Tiny traces of DNA can help researchers track trends over time, such as population declines and the types of insects that interacted with the plants before harvesting and packaging, according to a recent study published in Biology Letters.
That could include bees that pollinated the plants, caterpillars that built cocoons on them, and spiders that spun webs around them.
“There’s very, very specific interactions and very cryptic interactions of which we know very little because no one has basically put in the effort of studying this before,” Henrik Krehenwinkel, the lead study author and an ecological geneticist at Trier University in Germany, told the Smithsonian Magazine.
Krehenwinkel and colleagues found that dried plant material is a promising source for environmental DNA analysis, which has become a popular research method in the biomonitoring field in recent years. Researchers have used water, soil, and plant surfaces for samples. For this study, the researchers chose teas and herbs because the leaves are typically crushed and dried, which allows for the possibility of DNA traces.
“In a sample like coffee, which is very heavily processed, you probably have very little DNA left,” Krehenwinkel said. “So we tried things which were kind of as natural as possible.”
The research team bought teas and herbs at local grocery stores that came from four continents, he told the magazine. They bought multiple versions of the same product from different brands to test a wide range of origins.

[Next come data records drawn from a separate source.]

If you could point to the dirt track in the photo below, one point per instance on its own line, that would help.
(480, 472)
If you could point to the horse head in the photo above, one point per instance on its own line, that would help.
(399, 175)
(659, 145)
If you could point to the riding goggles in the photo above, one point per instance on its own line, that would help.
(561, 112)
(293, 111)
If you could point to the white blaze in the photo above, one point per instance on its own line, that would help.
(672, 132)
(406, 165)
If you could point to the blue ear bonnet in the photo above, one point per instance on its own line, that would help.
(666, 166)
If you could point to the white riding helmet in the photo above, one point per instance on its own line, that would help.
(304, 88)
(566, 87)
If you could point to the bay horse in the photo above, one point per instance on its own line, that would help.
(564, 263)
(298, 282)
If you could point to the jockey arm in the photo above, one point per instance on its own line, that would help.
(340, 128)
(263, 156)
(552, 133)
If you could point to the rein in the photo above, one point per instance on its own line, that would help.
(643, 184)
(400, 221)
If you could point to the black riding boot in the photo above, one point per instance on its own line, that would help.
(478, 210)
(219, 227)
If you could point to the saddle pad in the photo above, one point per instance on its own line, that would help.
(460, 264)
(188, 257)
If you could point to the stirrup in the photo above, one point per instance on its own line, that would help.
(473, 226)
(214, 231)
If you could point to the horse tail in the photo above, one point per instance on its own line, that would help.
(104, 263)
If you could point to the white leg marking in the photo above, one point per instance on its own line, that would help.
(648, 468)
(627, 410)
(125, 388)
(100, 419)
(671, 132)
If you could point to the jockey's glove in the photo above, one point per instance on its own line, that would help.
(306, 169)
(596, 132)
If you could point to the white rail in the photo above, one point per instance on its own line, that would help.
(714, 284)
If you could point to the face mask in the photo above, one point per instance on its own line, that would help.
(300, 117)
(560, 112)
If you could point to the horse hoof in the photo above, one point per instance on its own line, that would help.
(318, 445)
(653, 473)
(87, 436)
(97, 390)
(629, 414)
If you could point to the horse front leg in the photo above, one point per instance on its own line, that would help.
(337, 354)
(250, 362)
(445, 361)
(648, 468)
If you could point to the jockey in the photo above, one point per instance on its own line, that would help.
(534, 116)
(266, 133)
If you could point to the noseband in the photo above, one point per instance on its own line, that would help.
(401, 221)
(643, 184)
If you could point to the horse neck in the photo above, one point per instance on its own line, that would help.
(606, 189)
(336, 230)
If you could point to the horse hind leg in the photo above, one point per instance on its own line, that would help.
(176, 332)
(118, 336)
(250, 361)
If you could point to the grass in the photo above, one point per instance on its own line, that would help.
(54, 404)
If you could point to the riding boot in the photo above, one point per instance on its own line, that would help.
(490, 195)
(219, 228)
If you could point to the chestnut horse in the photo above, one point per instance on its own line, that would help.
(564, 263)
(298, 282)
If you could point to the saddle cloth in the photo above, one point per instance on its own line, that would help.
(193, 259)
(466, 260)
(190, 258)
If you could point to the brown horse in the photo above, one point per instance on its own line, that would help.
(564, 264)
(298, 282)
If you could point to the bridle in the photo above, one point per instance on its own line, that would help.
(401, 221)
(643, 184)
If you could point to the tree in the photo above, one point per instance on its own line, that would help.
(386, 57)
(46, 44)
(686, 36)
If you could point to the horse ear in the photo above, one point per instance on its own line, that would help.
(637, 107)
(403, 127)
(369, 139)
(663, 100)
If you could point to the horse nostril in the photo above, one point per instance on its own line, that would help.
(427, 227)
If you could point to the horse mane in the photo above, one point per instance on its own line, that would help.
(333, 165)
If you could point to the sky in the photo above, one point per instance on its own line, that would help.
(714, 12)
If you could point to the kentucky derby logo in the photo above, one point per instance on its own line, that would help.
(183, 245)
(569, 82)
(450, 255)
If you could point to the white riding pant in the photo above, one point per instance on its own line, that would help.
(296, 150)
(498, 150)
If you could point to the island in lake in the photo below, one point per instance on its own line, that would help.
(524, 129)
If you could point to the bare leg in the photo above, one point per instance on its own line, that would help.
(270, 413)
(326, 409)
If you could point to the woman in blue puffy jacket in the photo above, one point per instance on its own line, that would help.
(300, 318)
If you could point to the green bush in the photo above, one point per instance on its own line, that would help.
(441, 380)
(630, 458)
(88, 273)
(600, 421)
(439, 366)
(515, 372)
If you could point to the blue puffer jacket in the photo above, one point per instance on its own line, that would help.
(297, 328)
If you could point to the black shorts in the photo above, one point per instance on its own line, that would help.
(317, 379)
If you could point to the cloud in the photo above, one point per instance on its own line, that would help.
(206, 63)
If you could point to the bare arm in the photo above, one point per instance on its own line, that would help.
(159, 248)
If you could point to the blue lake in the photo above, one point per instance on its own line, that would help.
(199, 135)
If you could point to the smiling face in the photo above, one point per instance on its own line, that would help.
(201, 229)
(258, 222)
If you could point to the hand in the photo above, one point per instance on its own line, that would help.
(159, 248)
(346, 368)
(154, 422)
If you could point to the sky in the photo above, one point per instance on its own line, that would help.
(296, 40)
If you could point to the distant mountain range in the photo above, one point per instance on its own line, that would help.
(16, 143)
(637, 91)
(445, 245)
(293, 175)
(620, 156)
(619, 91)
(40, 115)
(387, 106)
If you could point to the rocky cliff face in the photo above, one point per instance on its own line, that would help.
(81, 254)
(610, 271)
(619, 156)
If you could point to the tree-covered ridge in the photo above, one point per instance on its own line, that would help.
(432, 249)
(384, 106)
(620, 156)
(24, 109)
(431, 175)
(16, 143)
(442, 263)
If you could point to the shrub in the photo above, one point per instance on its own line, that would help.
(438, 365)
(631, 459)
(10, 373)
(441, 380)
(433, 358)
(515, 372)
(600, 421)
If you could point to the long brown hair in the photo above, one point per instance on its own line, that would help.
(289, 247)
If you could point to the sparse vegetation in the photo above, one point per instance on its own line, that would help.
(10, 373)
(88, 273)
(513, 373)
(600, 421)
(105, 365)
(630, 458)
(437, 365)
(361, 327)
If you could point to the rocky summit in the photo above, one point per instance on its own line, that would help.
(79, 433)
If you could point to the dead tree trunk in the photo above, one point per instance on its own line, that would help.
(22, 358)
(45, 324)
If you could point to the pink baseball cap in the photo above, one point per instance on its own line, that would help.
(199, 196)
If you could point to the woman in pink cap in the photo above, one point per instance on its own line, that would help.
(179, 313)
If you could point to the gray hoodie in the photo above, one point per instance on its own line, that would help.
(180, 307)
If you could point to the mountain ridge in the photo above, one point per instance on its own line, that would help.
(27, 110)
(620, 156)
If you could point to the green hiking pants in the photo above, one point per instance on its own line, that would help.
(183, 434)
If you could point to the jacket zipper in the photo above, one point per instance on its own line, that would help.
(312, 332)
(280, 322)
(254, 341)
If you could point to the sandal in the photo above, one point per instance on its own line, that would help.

Then the team developed a method to extract and amplify the arthropod DNA from the plant materials. Most of the DNA in tea leaves is from the tea plant, but a small amount can be traced to insects.
“Probably 99.999, or something like this, percent of the DNA we extract is plant DNA, and only a tiny fraction, which is left, is the insect DNA,” Krehenwinkel said. “Which, of course, is good for the tea drinkers because they want to drink the tea and not the insects.”
The research team analyzed various commercially produced teas and herbs such as chamomile, mint, and parsley. The samples contained traces of DNA for a wide range of insect communities, totaling more than 1,200 different species in more than 20 orders. On average, they found more than 200 different types of arthropods in each tea sample.
In general, the species matched the known distributions for the plants and arthropods. For instance, mint tea contained DNA from insects found in the peppermint-growing region in the Pacific Northwest, and green tea contained DNA from insects native to East Asia.
The testing method could be applied to any dried plants, the researchers wrote, which could make it a valuable tool for monitoring endangered insect species and tracking crop pests.
Krehenwinkel is also interested in extracting insect DNA from dried plants that were collected decades ago and stored in museum collections, which could be compared to modern plants to track how species have changed, the magazine reported. This could potentially help with insect conservation efforts as well.
The new method could allow researchers to “travel back in time and understand how communities have changed,” he said.